En el año 1980, con el plebiscito contra la reforma constitucional propuesto por la dictadura, “apareció la prueba más grande y hermosa de que se les avecinaba el final”.

“Todos empezamos a recuperar o curar esa terrible crisis de autoestima que estábamos viviendo, y el ‘Río de Libertad’ no se borrará nunca más de la memoria colectiva, al igual que la voz de Alberto Candeau, que era la voz de la gente, la voz del pueblo”.

Asimismo, por aquellos años en que comenzaba a avizorarse la democracia,  el humor jugaba un papel fundamental para “atemperar estas tragedias”.

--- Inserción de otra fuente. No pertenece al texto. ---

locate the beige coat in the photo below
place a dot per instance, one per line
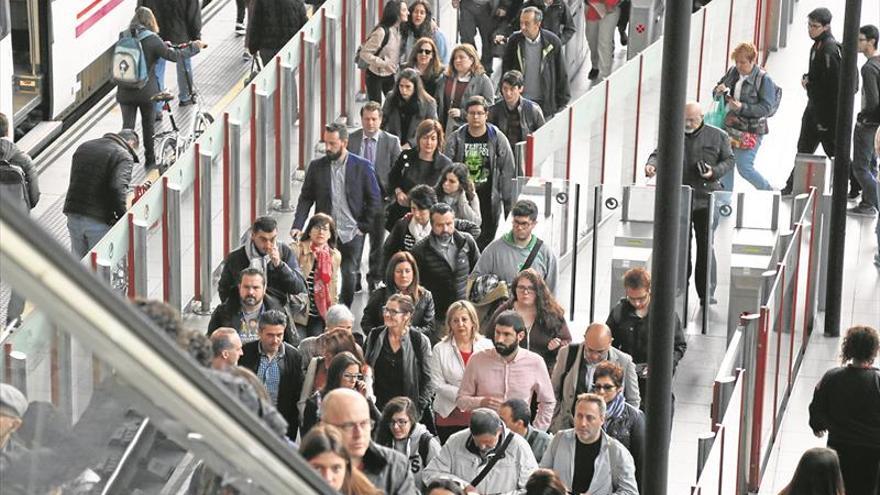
(303, 252)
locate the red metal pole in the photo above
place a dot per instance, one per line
(166, 256)
(278, 129)
(638, 117)
(605, 129)
(253, 153)
(130, 289)
(303, 107)
(197, 237)
(227, 201)
(702, 49)
(530, 155)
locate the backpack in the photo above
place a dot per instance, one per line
(129, 67)
(13, 185)
(361, 63)
(759, 80)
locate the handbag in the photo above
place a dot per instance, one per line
(715, 117)
(256, 67)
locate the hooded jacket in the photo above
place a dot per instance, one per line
(100, 175)
(554, 75)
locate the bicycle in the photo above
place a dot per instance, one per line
(172, 143)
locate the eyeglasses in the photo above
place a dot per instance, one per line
(599, 387)
(349, 427)
(392, 311)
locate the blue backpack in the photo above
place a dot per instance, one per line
(129, 63)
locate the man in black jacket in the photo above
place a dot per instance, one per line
(271, 24)
(271, 257)
(707, 157)
(818, 124)
(537, 53)
(180, 21)
(243, 312)
(278, 365)
(628, 322)
(344, 186)
(445, 259)
(100, 175)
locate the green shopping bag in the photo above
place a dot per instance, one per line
(715, 117)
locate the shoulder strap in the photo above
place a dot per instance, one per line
(425, 446)
(573, 350)
(498, 454)
(533, 254)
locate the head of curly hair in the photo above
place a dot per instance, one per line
(860, 344)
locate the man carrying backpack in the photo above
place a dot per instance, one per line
(20, 184)
(751, 98)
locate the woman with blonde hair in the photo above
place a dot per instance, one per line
(324, 449)
(450, 357)
(464, 77)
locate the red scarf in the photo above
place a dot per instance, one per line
(323, 271)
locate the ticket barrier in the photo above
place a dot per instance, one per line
(624, 233)
(753, 251)
(645, 25)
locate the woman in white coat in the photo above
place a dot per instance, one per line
(450, 357)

“En el Semanario Opción apareció una viñeta donde un general decía que había que tener mucho cuidado con el tránsito hacia otro estadio institucional, porque de un régimen de facto a uno democrático no se podía pasar de golpe, entonces otro personaje del pueblo le respondía que, sin embargo, del sistema democrático al régimen de facto sí se pasaba de golpe. Esas cosas tenían vehículos maravillosos, como la revista El Dedo o Guambia, o Humor en Argentina, donde estaba Roberto Fontanarrosa, y donde trabajamos tanto para recuperar la sonrisa y la dignidad perdidas”.